Dmitry Vladimirovich Malyshko (Дмитрий Владимирович Малышко; born 19 March 1987) is a former Russian biathlete, who has been competing on the World Cup circuit since the 2011–12 season. He debuted at World Cup on 9 December 2011. He got his first podium in individual races on 12 February 2012.

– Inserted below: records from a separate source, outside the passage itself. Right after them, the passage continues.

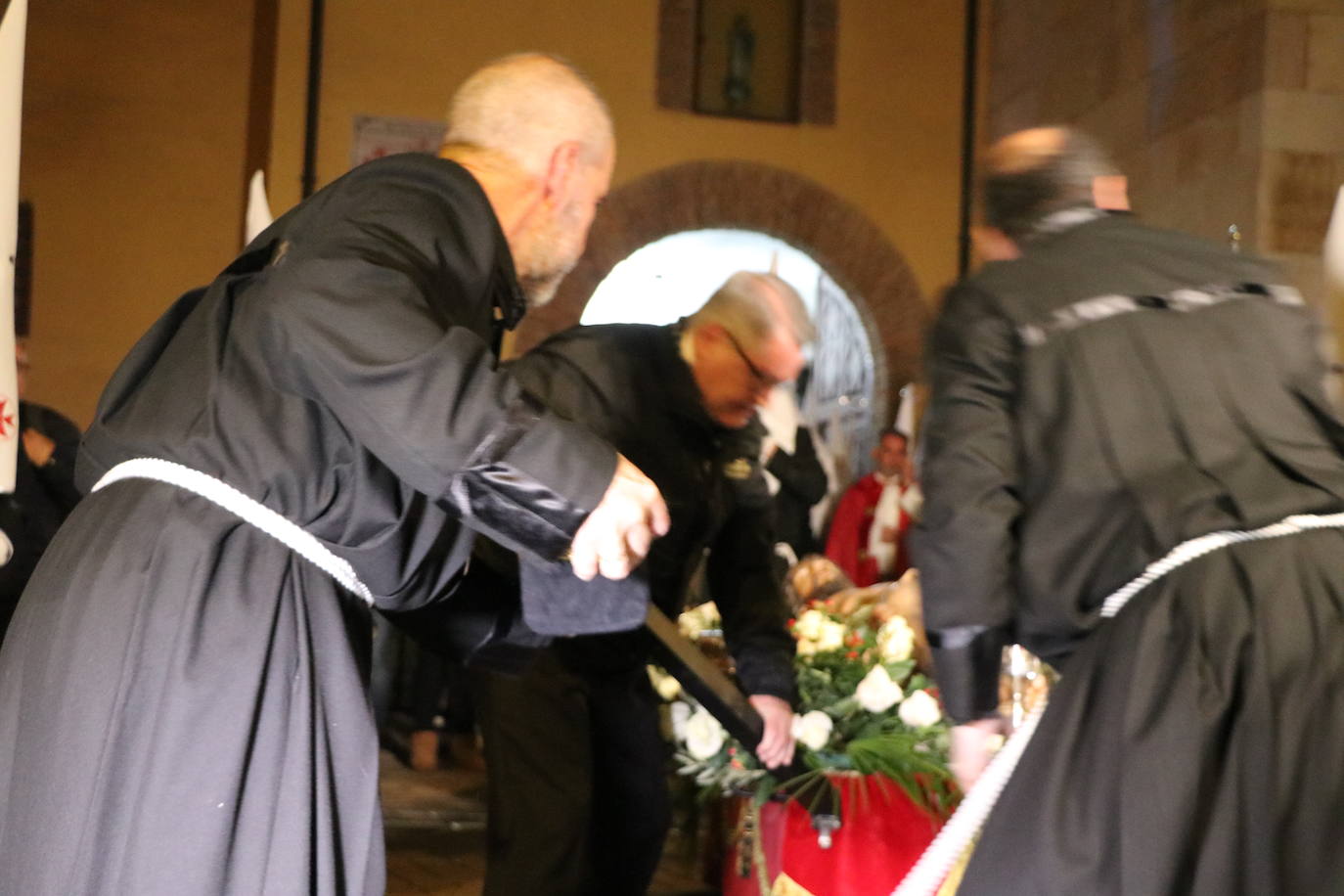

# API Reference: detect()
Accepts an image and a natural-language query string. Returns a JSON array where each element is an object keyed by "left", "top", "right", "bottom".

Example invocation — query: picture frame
[{"left": 693, "top": 0, "right": 804, "bottom": 122}]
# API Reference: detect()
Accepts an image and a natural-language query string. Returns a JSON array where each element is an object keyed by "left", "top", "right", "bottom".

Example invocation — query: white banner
[{"left": 0, "top": 0, "right": 28, "bottom": 492}]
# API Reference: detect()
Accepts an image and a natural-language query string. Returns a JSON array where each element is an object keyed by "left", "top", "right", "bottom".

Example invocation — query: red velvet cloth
[
  {"left": 723, "top": 775, "right": 945, "bottom": 896},
  {"left": 827, "top": 472, "right": 910, "bottom": 589}
]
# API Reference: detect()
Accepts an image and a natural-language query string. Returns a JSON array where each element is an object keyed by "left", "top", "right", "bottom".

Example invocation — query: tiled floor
[{"left": 381, "top": 749, "right": 716, "bottom": 896}]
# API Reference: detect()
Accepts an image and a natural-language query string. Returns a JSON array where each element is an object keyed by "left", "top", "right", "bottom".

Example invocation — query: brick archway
[{"left": 515, "top": 159, "right": 928, "bottom": 421}]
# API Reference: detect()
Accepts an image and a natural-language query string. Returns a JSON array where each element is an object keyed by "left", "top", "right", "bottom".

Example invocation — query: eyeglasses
[{"left": 723, "top": 328, "right": 784, "bottom": 389}]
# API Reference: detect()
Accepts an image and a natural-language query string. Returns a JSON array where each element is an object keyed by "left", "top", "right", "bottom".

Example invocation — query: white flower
[
  {"left": 817, "top": 619, "right": 847, "bottom": 652},
  {"left": 896, "top": 691, "right": 942, "bottom": 728},
  {"left": 877, "top": 616, "right": 916, "bottom": 662},
  {"left": 793, "top": 609, "right": 830, "bottom": 641},
  {"left": 853, "top": 663, "right": 903, "bottom": 712},
  {"left": 668, "top": 699, "right": 691, "bottom": 741},
  {"left": 686, "top": 706, "right": 725, "bottom": 759},
  {"left": 793, "top": 709, "right": 834, "bottom": 749}
]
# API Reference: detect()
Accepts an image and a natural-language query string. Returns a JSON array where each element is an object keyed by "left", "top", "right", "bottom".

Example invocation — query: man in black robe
[
  {"left": 916, "top": 129, "right": 1344, "bottom": 896},
  {"left": 0, "top": 54, "right": 665, "bottom": 896},
  {"left": 478, "top": 273, "right": 812, "bottom": 896}
]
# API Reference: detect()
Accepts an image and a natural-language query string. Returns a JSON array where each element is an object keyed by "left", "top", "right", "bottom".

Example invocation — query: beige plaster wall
[
  {"left": 22, "top": 0, "right": 963, "bottom": 425},
  {"left": 273, "top": 0, "right": 963, "bottom": 311},
  {"left": 987, "top": 0, "right": 1344, "bottom": 328},
  {"left": 21, "top": 0, "right": 251, "bottom": 425}
]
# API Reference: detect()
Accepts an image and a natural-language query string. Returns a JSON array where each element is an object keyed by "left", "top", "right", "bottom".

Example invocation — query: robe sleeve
[
  {"left": 914, "top": 287, "right": 1020, "bottom": 723},
  {"left": 260, "top": 195, "right": 615, "bottom": 559}
]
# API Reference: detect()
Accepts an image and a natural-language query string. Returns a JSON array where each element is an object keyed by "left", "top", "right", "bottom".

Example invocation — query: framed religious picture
[{"left": 694, "top": 0, "right": 804, "bottom": 121}]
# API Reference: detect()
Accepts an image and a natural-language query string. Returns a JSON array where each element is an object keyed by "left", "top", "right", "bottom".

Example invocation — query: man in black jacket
[{"left": 472, "top": 273, "right": 812, "bottom": 896}]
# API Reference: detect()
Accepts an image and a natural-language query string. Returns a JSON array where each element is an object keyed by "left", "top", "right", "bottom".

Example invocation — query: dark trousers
[{"left": 477, "top": 651, "right": 671, "bottom": 896}]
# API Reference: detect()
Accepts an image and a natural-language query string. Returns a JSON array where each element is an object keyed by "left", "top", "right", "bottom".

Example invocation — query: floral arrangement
[{"left": 650, "top": 604, "right": 956, "bottom": 813}]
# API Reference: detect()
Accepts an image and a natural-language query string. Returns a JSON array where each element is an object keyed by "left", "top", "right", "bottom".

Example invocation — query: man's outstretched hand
[{"left": 570, "top": 454, "right": 672, "bottom": 582}]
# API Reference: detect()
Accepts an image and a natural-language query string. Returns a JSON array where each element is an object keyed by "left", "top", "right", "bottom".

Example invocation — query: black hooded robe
[
  {"left": 0, "top": 156, "right": 615, "bottom": 896},
  {"left": 916, "top": 216, "right": 1344, "bottom": 896}
]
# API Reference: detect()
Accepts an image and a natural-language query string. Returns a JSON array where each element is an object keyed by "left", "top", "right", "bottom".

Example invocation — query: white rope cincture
[
  {"left": 93, "top": 457, "right": 374, "bottom": 605},
  {"left": 891, "top": 514, "right": 1344, "bottom": 896}
]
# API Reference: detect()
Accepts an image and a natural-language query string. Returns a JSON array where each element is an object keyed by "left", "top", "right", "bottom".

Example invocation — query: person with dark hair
[
  {"left": 0, "top": 337, "right": 79, "bottom": 642},
  {"left": 0, "top": 54, "right": 667, "bottom": 896},
  {"left": 477, "top": 271, "right": 812, "bottom": 896},
  {"left": 916, "top": 127, "right": 1344, "bottom": 896},
  {"left": 827, "top": 429, "right": 920, "bottom": 589}
]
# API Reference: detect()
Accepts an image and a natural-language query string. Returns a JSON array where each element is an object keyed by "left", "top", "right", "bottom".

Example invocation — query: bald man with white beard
[{"left": 0, "top": 54, "right": 668, "bottom": 896}]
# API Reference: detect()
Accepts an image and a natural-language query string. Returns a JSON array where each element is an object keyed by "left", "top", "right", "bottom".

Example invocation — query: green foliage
[{"left": 663, "top": 612, "right": 957, "bottom": 811}]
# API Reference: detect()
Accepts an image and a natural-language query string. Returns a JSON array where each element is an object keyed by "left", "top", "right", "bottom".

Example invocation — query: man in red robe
[{"left": 827, "top": 429, "right": 919, "bottom": 587}]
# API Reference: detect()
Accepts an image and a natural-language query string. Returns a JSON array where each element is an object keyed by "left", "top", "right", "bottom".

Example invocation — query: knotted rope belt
[
  {"left": 93, "top": 457, "right": 374, "bottom": 605},
  {"left": 891, "top": 514, "right": 1344, "bottom": 896}
]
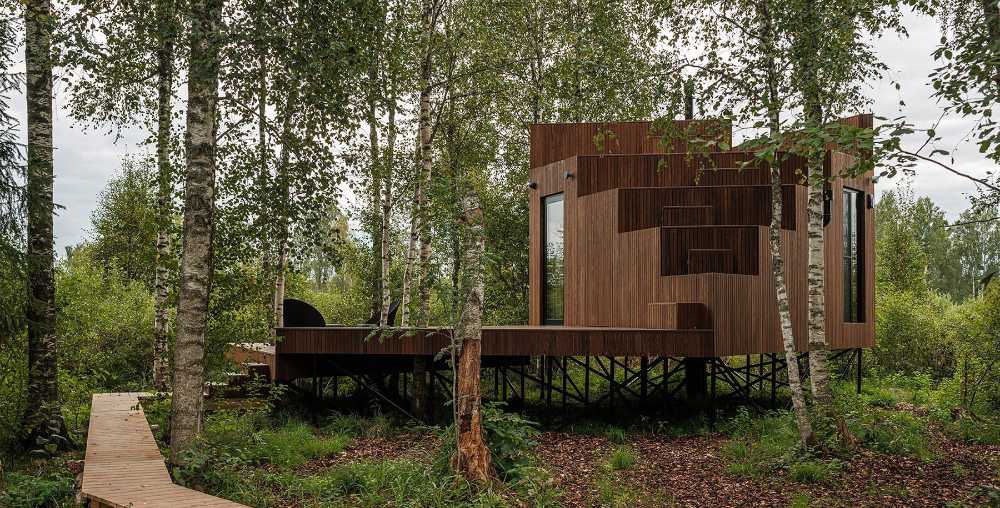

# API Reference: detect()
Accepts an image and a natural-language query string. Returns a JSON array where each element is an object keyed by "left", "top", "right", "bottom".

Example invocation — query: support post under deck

Together with Anton Shipulin, Alexey Volkov and Evgeny Ustyugov he won the gold medal in the Men's Relay at the 2014 Winter Olympics, in Sochi, Russia.

==Biathlon results==
All results are sourced from the International Biathlon Union.

===Olympic Games===
1 medal (1 gold)

| Event | Individual | Sprint | Pursuit | Mass start | Relay | Mixed relay |
|---|---|---|---|---|---|---|
| Russia 2014 Sochi | — | 28th | 33rd | 20th | DSQ (1st) | — |

===World Championships===
1 medal (1 bronze)

| Event | Individual | Sprint | Pursuit | Mass start | Relay | Mixed relay | Single mixed relay |
| GER 2012 Ruhpolding | 35th | — | — | — | 6th | 5th | —N/a |
| CZE 2013 Nové Město | — | 5th | 4th | 15th | 4th | 6th |
| FIN 2015 Kontiolahti | — | 34th | 47th | — | 4th | — |
| NOR 2016 Oslo | 64th | — | — | — | — | — |
| SWE 2019 Östersund | — | 33rd | 30th | — | Bronze | 4th | — |

- During Olympic seasons competitions are only held for those events not included in the Olympic program.
  - The single mixed relay was added as an event in 2019.

===Individual victories===
2 victories (1 Sp, 1 Pu)

| Season | Date | Location | Discipline | Level |
| 2012–13 2 victories (1 Sp, 1 Pu) | 5 January 2013 | GER Oberhof | 10 km sprint | Biathlon World Cup |
| 6 January 2013 | GER Oberhof | 12.5 km pursuit | Biathlon World Cup |

- Results are from UIPMB and IBU races which include the Biathlon World Cup, Biathlon World Championships and the Winter Olympic Games.